Senzalas bolivianas

Imigrantes bolivianos ilegais fogem da falta de emprego na terra natal para cair no trabalho semi-escravo em confecções localizadas na região central da cidade de São Paulo, como Brás, Pari, Bom Retiro e Liberdade
Texto e Fotos: Carlos Juliano Barros
 01/10/2001
Comemoração do aniversário da independência da Bolívia, em São Paulo

Brás. Bairro central da capital paulista que abriga milhares de imigrantes bolivianos. René Barrios faz parte desse contigente de estrangeiros. Seu apartamento, cujo aluguel consome boa parte da renda mensal, comporta sua tecelagem, além da mulher, filha, cunhado e outros dois compatriotas. Na modesta sala há sete máquinas de costura, às quais se dedicam durante toda a semana, inclusive aos domingos. Para eles, não há folga. O ambiente é fechado, turvo. O peso da labuta diária se faz sentir no ar. A lenta velocidade do elevador que conduz os moradores do edifício contrasta com o ritmo frenético do cotidiano e das mãos habilidosas desses bolivianos.
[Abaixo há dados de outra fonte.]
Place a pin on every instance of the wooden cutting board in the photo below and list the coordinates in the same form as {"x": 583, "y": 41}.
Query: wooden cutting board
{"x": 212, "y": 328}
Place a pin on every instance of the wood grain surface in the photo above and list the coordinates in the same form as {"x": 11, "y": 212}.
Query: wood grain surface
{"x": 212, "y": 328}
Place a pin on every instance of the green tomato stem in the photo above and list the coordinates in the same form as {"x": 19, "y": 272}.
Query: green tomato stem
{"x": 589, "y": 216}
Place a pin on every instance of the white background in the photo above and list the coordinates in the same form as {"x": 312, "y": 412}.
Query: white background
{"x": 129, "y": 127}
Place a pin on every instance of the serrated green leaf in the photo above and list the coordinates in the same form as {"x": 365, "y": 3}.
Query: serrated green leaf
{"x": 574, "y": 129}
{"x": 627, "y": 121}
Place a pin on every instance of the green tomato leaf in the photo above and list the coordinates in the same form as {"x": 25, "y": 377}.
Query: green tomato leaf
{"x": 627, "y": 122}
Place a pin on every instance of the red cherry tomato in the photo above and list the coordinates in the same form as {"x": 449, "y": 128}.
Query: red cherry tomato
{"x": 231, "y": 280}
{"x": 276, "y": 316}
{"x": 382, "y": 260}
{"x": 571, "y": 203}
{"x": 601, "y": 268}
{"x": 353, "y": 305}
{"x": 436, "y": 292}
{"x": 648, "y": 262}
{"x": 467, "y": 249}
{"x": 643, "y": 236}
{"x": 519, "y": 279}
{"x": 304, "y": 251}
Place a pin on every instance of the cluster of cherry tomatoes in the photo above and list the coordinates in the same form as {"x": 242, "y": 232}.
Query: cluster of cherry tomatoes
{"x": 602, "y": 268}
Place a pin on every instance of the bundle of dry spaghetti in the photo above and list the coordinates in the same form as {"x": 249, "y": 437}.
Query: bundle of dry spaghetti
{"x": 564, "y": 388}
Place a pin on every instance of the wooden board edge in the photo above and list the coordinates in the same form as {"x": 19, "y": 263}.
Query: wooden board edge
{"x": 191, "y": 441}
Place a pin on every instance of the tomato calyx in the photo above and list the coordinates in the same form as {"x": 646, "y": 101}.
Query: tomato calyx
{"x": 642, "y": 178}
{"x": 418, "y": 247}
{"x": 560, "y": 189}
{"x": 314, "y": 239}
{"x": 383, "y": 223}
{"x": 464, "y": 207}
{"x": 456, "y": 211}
René, porém, pode ser considerado um vencedor. Atingiu o objetivo do qual grande parte dos bolivianos que entram irregularmente no Brasil, à procura de melhores oportunidades de emprego (os chamados "migrantes laborais"), fica alijada: montar a própria tecelagem, ainda que muito humilde. Apesar do relativo êxito, teve de enfrentar uma via-crúcis. Ao chegar de La Paz, em 1996, recrutado por um colega também boliviano, René trabalhou três meses sem receber um centavo. Depois de muito hesitar, resolveu buscar uma nova ocupação. Para tanto, a Praça Padre Bento, no Pari, famigerado ponto de encontro e de comércio informal dos bolivianos, serviu como verdadeira agência de empregos. "Há anúncios de ofertas espalhados pela praça", conta. René, então, trocou várias vezes de patrão, até conseguir dinheiro para comprar sua primeira máquina e, assim, trabalhar por conta própria. Porém, as marcas do tempo em que foi explorado não são esquecidas. Com escassas horas de descanso, geralmente após as refeições, René e sua mulher chegavam a trabalhar em turnos de 16 horas diárias. Conseguiam costurar, aproximadamente, trinta peças por dia, recebendo de R$ 0,50 a R$ 1,00 por cada uma.

Ciclo Vicioso

Homem, jovem, solteiro, pouco qualificado. Esse é o perfil do migrante boliviano que vem para São Paulo. Geralmente, ele já possui um contato na cidade, sejam familiares ou amigos, apesar de entrar de maneira irregular no país. "Há toda uma rede de relações que sustenta o fluxo migratório", explica Sidney Silva, padre, mestre em Antropologia Social pela Universidade de São Paulo e diretor do Centro de Estudos Migratórios (CEM). Padre Sidney, como é conhecido, acrescenta ainda que quase sempre existe um intermediário que contrata a mão-de-obra. Experiência no ramo é pressuposto básico, já que até o mercado informal é vítima da concorrência desenfreada dos tempos de globalização. O boliviano chega para trabalhar, majoritariamente, em tecelagens, onde é pago por peça produzida. As tecelagens, usualmente, funcionam em salas apertadas, que abrigam não só as máquinas, como também todos os empregados. "Havia um quarto para homens e outro para mulheres", lembra René. Como se não bastassem as péssimas condições de instalação, quase dois terços do dinheiro pago diariamente a ele eram descontados. O patrão – que pode ser judeu, coreano, brasileiro e também boliviano – "arca" com as despesas de moradia e comida. Assim, estabelece-se uma dependência muito forte, que, às vezes, pode constituir uma relação de semi-escravidão, já que o boliviano tem de trabalhar muitos anos até conseguir saldar sua dívida, completa Padre Sidney.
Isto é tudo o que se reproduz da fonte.